Hi HN<p>I started my career as a programmer and did quite well at that. I never wanted to get into management but in due course of time, I was forced to. Now I am out of touch with programming for almost 4 years. I wanted to get into hardcore development again - like I want to build frameworks and such stuff. I am faced with enormous inertia and dont know where to start. I am basically a Java programmer. Any tips and suggestions how to go about this ?
======
shorbaji
I have been thru the same a few months ago. Let me tell you what worked for
me.

Start by picking a language. Which one you choose will depend on why you want
to be a programmer. My goal is to develop a web app for a startup so I looked
at popular languages with popular frameworks. I chose Django/Python over Ruby
on Rails.

Playing with a framework gave me some quick returns for minimal effort. So the
rewards kept me going.

Quickly though you realize that you need language expertise. That's when I hit
the books, sought assignments and problems (e.g. Project Euler).
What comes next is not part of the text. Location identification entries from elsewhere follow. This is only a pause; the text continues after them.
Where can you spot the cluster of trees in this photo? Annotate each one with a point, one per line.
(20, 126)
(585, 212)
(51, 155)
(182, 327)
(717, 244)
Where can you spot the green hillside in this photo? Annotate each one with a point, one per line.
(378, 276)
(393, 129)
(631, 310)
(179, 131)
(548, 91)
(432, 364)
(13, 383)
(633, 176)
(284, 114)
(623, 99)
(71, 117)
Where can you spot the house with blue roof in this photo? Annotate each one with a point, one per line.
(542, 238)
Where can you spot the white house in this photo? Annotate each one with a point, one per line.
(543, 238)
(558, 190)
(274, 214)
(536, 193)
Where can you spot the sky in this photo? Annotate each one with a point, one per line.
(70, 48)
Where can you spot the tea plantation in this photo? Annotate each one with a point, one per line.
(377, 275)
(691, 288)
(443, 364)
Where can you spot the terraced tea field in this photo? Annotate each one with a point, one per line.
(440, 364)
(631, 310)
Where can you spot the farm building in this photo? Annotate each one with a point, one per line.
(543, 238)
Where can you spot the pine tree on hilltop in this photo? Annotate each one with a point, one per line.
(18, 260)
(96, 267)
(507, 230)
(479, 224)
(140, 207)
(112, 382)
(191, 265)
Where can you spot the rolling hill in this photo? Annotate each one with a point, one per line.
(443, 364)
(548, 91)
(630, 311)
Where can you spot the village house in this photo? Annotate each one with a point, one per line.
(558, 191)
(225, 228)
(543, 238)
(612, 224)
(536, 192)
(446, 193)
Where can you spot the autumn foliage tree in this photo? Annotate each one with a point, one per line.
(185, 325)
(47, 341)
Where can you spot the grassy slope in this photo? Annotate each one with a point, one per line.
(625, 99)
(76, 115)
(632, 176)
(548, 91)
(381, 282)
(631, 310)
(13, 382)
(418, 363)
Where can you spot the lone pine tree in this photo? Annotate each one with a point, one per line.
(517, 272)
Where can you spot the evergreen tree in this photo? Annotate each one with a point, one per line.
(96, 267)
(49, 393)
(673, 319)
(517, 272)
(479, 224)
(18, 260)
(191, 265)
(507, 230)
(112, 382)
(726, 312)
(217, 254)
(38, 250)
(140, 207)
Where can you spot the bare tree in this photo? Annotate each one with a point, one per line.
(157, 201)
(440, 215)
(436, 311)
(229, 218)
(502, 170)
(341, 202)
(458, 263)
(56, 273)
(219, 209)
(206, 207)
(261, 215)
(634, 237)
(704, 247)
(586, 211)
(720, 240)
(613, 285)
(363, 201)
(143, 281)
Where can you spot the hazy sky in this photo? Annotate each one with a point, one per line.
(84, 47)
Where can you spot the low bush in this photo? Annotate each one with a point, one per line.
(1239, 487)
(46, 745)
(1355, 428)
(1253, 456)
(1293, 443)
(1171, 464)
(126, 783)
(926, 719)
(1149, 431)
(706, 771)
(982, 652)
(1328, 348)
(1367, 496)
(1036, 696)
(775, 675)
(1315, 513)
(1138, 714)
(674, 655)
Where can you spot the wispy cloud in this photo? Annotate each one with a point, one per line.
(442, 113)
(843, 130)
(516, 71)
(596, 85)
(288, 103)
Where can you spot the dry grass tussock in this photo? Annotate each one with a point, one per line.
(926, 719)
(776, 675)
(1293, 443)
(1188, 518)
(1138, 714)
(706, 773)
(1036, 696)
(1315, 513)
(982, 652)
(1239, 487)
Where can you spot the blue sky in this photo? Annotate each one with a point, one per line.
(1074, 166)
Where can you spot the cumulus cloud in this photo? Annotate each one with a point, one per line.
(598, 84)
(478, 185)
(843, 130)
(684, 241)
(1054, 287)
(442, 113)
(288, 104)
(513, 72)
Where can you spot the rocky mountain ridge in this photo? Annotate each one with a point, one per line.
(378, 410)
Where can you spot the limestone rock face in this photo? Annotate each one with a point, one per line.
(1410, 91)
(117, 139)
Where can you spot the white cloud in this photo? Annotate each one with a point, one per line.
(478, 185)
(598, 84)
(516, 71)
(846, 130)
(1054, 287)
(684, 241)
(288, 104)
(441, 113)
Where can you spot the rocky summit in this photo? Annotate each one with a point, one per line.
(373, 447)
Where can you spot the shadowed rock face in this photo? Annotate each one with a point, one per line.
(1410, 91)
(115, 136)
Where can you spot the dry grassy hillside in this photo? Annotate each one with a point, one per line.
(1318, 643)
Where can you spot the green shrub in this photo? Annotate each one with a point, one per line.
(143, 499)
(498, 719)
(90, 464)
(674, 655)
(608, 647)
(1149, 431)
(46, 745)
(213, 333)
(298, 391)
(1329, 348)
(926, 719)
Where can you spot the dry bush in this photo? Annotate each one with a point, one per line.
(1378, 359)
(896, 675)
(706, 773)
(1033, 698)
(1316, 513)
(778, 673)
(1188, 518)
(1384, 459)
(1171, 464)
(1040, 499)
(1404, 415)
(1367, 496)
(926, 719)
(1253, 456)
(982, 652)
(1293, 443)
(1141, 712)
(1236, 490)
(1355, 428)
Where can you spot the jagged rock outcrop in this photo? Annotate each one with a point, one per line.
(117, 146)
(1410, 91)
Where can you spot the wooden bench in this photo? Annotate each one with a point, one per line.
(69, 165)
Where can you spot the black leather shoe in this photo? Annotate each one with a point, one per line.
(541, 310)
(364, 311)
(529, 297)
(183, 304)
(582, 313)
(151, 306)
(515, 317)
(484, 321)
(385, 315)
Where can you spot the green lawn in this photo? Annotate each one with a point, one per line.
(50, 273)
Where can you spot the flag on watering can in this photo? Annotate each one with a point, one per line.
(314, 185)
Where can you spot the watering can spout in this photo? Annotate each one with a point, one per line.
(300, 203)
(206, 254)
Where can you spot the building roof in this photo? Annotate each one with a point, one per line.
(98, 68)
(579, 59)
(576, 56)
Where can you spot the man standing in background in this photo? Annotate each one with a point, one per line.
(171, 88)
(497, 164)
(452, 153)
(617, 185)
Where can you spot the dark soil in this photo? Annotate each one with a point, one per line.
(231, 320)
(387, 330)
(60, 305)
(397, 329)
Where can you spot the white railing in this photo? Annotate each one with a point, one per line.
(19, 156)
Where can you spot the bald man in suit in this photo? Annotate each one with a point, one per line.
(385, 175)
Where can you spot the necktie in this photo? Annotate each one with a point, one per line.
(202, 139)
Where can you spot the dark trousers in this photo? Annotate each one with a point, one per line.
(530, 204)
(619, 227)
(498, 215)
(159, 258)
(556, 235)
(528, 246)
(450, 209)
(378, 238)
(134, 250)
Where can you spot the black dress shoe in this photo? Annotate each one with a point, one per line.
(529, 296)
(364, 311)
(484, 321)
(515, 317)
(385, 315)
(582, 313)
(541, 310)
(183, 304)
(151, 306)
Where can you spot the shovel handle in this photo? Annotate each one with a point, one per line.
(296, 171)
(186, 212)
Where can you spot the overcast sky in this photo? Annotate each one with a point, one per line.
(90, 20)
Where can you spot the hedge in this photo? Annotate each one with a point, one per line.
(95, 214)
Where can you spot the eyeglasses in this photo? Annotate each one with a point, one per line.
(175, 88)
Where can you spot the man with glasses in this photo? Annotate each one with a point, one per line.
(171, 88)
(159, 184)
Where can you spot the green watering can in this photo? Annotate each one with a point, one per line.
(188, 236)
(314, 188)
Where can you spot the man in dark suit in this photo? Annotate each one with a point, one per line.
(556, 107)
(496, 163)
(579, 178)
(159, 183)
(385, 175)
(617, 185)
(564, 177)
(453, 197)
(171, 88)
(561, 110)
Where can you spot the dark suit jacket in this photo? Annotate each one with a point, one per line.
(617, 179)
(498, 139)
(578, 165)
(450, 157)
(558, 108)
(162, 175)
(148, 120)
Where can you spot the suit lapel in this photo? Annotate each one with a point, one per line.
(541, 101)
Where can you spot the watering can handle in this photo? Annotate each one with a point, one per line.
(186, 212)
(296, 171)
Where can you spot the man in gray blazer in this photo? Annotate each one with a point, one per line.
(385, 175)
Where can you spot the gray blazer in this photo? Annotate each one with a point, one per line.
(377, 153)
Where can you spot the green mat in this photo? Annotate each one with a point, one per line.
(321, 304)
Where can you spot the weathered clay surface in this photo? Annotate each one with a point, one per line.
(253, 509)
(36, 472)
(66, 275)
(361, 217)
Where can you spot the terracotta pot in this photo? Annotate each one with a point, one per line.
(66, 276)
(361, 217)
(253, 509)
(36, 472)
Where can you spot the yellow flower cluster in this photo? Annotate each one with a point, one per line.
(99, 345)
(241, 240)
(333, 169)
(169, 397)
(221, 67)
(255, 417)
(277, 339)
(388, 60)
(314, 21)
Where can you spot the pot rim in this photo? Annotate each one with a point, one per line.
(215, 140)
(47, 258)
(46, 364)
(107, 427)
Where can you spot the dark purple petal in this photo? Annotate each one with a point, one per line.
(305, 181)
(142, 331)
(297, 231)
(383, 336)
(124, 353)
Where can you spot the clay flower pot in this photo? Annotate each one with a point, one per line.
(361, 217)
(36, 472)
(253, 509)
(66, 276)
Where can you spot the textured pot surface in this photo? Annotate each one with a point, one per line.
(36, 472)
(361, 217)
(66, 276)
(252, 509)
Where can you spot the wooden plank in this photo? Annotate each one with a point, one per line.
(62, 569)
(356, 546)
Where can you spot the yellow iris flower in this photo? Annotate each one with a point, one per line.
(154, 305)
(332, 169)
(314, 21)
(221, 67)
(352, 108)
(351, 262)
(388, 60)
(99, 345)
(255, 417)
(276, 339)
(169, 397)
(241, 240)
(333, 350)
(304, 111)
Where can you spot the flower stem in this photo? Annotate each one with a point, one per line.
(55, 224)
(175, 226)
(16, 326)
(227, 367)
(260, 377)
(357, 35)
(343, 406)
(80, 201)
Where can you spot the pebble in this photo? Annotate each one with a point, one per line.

One last tip, set some mini-projects with limited scope as goals - one after
the other. Make sure their complexity increases. This will serve as a ramp up,
but also the sense of completing a project becomes a sort of self-reward. The
projects may also server as a portfolio.

------
mahmud
Pick up clojure and scratch small itches with it. Clojure is still fairly
obscure and it doesn't have that many libraries; this will force you to write
your own. Tool-making is the most fun kind of programming, and fun will keep
you going.

------
yannis
Programming is like riding a bicycle, you never really forget it, but you need
to warm-up a bit if you haven't used one for a long time. There are some good
suggestions above. I would go with Ruby on Rails.

------
seasoup
Well, you could grab a book and work through it. Or, alternatively and even
better, find a personal project to do and do it.